You gotta dive in, man.
That's it.
So, you know, if they go to the website
or Agape's Facebook page, they can see how to support us.
It's very easy.
There's ways to donate,
there's ways to keep our ministries going.
Sure, sure.
All of that. And we definitely are open to that, particularly during this time.
And just we have morning prayer time at 8 a.m. Pacific time on the web.
Every day?
Every single day.
You can go right on Adabi's Facebook page.
I have a practitioner leading that every day at 8 a.m.
Wow, that's cool.
Noon meditation every day.
Wow.
On the Facebook page.
Friday night, community gathering, 5.30 p.m. Pacific time every Friday.
People are tuning in from all around the world.
We have youth programs every Sunday.
So we're trying to be full service to keep the virus of fear out of people's minds.
Come back to hope.
Hope goes to faith. And then faith goes to conviction.
If you guys want to hear the previous interview we did,
which has been one of my favorites on the podcast,
I think it was about a year and a half ago we had you on.
And if you want to hear Michael's three truths
and his answer to the three truths question,
his definition
his definition of greatness make sure to go listen to that or watch that on youtube
uh michael thank you so much for being a leader of love of faith of peace during this time and
i hope we can do more hopefully maybe we'll do an instagram live here soon after this comes out and
talk about this more so let's keep the conversation going. We're just getting started. Thank you for the invitation.
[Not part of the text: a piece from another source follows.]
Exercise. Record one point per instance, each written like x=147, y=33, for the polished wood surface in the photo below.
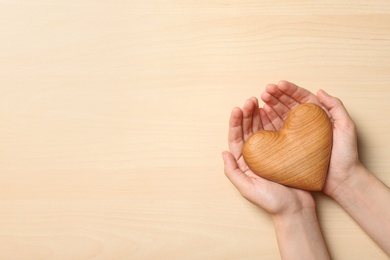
x=113, y=116
x=296, y=156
Appreciate you, brother. Thanks.
I want to give a big thank you to
Michael Beckwith for coming on and sharing
his wisdom, for giving us
some spiritual guidance on how we can
approach this time,
now and moving forward. I think
there's so much more we get to take
action on, we get to learn and educate ourselves on.
And again, here at the School of Greatness,
we want to be a place that is a powerful resource for you
to help you on this journey and educate yourself.
So thank you again so much for listening
and for being here with us on this journey.
And remember to go back and check out my first podcast
with Reverend Michael Beckwith as well,
if you haven't already heard it.
And I'd love it if you haven't already heard it.
And I'd love it if you can join me in doing the work to help reform our society and heal our country.
This is just the beginning.
We have a lot of work to do.
And I'm grateful that you're here on this journey with me.
Make sure to stay connected with me on social media as we'll be posting more resources over there as I want to have a dialogue with you and the entire community. And make sure if you have any questions for me directly, please text me 614-350-3960.
And I want to leave you with this quote by Dr. Martin Luther King Jr. who said,
The ultimate measure of a man is not where he stands in moments of comfort and convenience,
but where he stands at a time of challenge and controversy.
I hope you enjoyed this episode and you're going to take action today in your own way. I'm sending you lots of love
and you know what time it is. It's time to go out there and do something great.